A gendered approach is crucial if we are to solve female gang membership
In 2017, Mayor of London Sadiq Khan launched
the #LondonNeedsYouAlive to fight rising
knife crime. The
campaign released videos and posters urging young Londoners
not to carry knives. While the visuals mostly
represented – and were targeted at – young men and boys, a few girls were
included, highlighting a reality: that women and girls are importantly involved
in urban violence. Why then is their participation to criminal and gang-related
activities so underrepresented and understudied? Why is so little done to
communicate with them and provide them with adequate support and alternatives?
Girls in gang are almost invisible and rarely spoken of, a silence that
reflects the subaltern status of females in organised crime as well as in the
licit world.
Source: https://the-dots.com/projects/london-needs-you-alive-205958
We are reluctant to depict females as violent
criminals. Socially learnt gender expectations construct women as calm,
obedient, caring. The violence of gangsterism clashes with these feminine
characteristics and confers female gang-members with a frightening ambiguous
duality[i]. A violent woman is not just
dangerous, she is taboo. This mis-conceptualisation of women in gangs stigmatises
them and makes them less likely to request and receive appropriate counselling
and help to escape gang violence.
But women in gangs, violent or not, are often victims.
Because females
are less likely to be stopped and searched than males,
they are very commonly pressured to hide weapons, money, or drugs. Often, this
provides girls with a feeling of importance and is perceived as a sign of trust
from the friend or boyfriend they are helping. A relationship with an existing
male member and the search for what feels like safety are the most common of many
factors that may motivate females to enrol in organised crime.
This relationship can often become terribly abusive and lead to physical and
sexual violence. Girls in gangs are overwhelmingly victims of assault or exploitation
from their male counterparts. They are also vulnerable to attacks from other
gangs, who use them as proxy to humiliate or retaliate against their boyfriends
or brothers in the gang.
Sexual violence comes hand in hand with isolation.
Victims are ostracised by other girls who fear being targeted or associated
with them. The abusive nature of the relationships women in gangs are entangled
in, as well as mistrust of the police pushes them not to report those crimes,
which go unpunished, normalising abuse. Women are also discouraged from
testifying against a gang member or from leaving the gang in fear of what would
happen to them or their family if they did.
Women’s status in criminal organisations reflects their
decreased socio-economic opportunities in everyday life. When they join gangs,
they are assigned subaltern positions and receive no opportunity to improve
their situation. Women
involved with drug cartels in Latin America, especially
those from ethnic minorities, are delegated low-ranking, low-paying, high-risk responsibilities
like drug mules. Women are almost always excluded from leadership positions and
are mostly active on the peripheries of gangs.
When they
engage more actively with their gang’s activities, the tasks they are assigned
can remain somewhat gendered: they are often asked
to fight other girls for the gang, and are otherwise expected to avoid
very violent settings, and to stick to dealing drugs. Some gang exclude women
from fights[ii] – except sometimes to
break them up – and male members of the gang will step up to defend a girl’s
reputation if she was harassed or assaulted by another man, reinforcing gender
roles and the girls’ dependence on their male counterparts.

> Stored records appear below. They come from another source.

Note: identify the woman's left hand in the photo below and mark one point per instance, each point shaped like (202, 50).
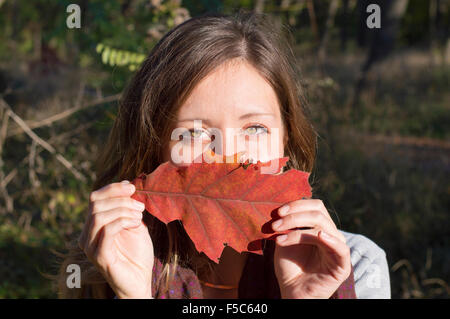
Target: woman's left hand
(309, 263)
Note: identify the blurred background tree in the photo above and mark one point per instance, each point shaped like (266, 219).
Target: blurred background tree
(378, 98)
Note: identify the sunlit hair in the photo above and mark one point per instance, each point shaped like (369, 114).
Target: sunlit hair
(147, 115)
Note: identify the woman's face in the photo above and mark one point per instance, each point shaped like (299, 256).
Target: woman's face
(235, 109)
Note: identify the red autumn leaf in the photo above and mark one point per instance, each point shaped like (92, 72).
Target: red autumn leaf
(221, 203)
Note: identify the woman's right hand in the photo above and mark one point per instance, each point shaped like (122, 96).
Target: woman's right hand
(117, 241)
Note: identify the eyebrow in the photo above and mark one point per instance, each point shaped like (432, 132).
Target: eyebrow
(248, 115)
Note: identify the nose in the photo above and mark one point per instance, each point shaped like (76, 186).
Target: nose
(228, 143)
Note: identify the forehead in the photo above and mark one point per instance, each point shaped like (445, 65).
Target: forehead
(232, 89)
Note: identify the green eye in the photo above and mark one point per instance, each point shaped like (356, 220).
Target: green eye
(195, 134)
(255, 129)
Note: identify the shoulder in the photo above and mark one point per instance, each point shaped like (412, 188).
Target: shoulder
(370, 267)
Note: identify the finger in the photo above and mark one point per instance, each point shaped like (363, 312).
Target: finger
(313, 219)
(303, 205)
(106, 238)
(99, 220)
(340, 251)
(110, 203)
(122, 189)
(333, 246)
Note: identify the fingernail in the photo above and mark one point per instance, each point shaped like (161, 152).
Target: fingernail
(277, 223)
(327, 237)
(139, 205)
(283, 210)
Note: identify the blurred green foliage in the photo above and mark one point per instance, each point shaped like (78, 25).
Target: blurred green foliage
(397, 195)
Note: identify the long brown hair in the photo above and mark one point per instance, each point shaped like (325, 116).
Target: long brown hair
(147, 114)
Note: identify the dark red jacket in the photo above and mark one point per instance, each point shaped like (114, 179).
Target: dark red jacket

Nevertheless, active female members distinguish
themselves from the ‘girlfriends’ by their involvement in violent crimes and
their de-feminised behaviour. Adopting a male persona is a crucial step in a brutalisation
pathway that takes them from a position of victim to one of
power. Opting for masculine clothes, jewellery, and tattoos, as well as
behaviours that reproduce masculine strength such as carrying weapons and partaking
in violent attacks constitute elements of performed masculinity that are
crucial to the recognition of manhood[iii]. By making themselves
unfeminine, they de-sexualise themselves, which legitimises their claim for
higher-ranking membership while protecting them from sexual violence.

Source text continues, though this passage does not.